Implement and validate observability infrastructure using Prometheus, Alertmanager, Grafana, Loki, Tempo, and the OpenTelemetry Collector.
Follow docs/guidelines/shared-operating-policy.md#extension-pack-activation-rule — this skill belongs to the observability extension pack.
# Validate Prometheus config and recording/alert rules
promtool check config observability/prometheus/prometheus.yml
promtool check rules observability/prometheus/*.rules.yml
# Validate Alertmanager config
promtool check-config observability/alertmanager/alertmanager.yml
# Inspect Grafana dashboards (JSON validation)
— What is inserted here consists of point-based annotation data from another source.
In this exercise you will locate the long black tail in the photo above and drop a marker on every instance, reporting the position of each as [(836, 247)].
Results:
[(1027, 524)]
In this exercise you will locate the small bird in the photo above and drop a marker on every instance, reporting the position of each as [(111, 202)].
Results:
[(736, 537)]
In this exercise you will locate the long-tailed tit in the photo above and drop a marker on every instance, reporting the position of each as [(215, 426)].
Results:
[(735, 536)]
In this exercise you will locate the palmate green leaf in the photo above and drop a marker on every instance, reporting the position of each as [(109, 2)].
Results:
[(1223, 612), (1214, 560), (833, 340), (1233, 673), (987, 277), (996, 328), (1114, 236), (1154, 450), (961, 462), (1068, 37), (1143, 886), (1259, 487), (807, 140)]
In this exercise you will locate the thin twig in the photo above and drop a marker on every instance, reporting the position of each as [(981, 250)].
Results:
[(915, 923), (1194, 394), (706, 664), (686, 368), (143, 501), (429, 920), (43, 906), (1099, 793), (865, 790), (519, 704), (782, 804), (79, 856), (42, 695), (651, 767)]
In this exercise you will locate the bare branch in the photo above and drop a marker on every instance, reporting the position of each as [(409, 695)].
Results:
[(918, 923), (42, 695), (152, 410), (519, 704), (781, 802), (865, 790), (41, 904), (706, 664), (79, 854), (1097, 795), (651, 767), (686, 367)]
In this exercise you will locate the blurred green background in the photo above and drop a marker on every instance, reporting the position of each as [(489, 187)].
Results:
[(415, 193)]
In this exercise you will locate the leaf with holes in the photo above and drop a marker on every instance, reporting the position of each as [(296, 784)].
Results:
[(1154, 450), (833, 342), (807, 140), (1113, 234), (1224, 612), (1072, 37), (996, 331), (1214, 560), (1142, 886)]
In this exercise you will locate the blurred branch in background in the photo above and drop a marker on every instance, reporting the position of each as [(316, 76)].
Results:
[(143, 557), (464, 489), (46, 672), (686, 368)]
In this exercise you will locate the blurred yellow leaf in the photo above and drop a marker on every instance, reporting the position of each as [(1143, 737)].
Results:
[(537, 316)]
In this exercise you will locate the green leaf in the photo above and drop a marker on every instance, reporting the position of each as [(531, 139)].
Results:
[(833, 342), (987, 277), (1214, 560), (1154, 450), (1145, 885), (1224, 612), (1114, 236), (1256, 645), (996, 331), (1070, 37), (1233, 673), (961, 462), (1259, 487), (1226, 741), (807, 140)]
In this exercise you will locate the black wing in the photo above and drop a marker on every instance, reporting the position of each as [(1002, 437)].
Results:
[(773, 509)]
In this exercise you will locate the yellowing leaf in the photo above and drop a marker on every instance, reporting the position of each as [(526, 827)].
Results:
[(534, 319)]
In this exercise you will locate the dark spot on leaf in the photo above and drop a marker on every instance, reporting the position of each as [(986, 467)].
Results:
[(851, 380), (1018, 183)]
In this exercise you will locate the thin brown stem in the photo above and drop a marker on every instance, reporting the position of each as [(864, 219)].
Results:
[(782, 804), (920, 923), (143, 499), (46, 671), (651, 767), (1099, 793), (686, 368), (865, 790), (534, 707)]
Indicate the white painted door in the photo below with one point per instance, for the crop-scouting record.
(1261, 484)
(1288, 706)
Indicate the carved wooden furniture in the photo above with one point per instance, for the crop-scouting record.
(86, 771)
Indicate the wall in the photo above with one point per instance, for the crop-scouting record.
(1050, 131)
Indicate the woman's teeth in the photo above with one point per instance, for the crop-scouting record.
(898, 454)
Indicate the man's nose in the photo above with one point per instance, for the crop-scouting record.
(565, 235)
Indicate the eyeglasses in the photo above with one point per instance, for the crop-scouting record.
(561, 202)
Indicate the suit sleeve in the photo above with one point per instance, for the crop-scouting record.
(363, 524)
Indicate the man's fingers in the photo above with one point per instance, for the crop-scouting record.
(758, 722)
cd observability/grafana/dashboards && for f in *.json; do jq . "$f" > /dev/null && echo "✓ $f" || echo "✗ $f"; done
# Validate Loki configuration YAML syntax
yamllint observability/loki/loki-config.yaml
# Validate Tempo configuration YAML syntax
yamllint observability/tempo/tempo-config.yaml
# Validate OpenTelemetry Collector configuration
otelcol validate --config observability/otel-collector.yaml
# or if using otel-contrib:
otelcol-contrib validate --config observability/otel-collector.yaml
# Verify metric label cardinality and low-cardinality constraint compliance
rg '\$__(\w+)' observability/prometheus/recording-rules.yml observability/prometheus/alert-rules.yml
# Check for any obvious high-cardinality patterns (user IDs, request IDs in labels)
rg '(user_id|request_id|pod_name|trace_id)' observability/prometheus/ observability/loki/
# Test Prometheus scrape targets (requires running Prometheus)
curl -s http://localhost:9090/api/v1/targets | jq '.data.activeTargets[] | {job: .labels.job, instance: .labels.instance, health: .health}'
# Query test: sample a metric (requires running Prometheus)
curl -s 'http://localhost:9090/api/v1/query?query=up' | jq '.data.result[0]'
Follow the universal checklist at docs/guidelines/shared-operating-policy.md#completion-checklist and confirm all items pass before marking work complete.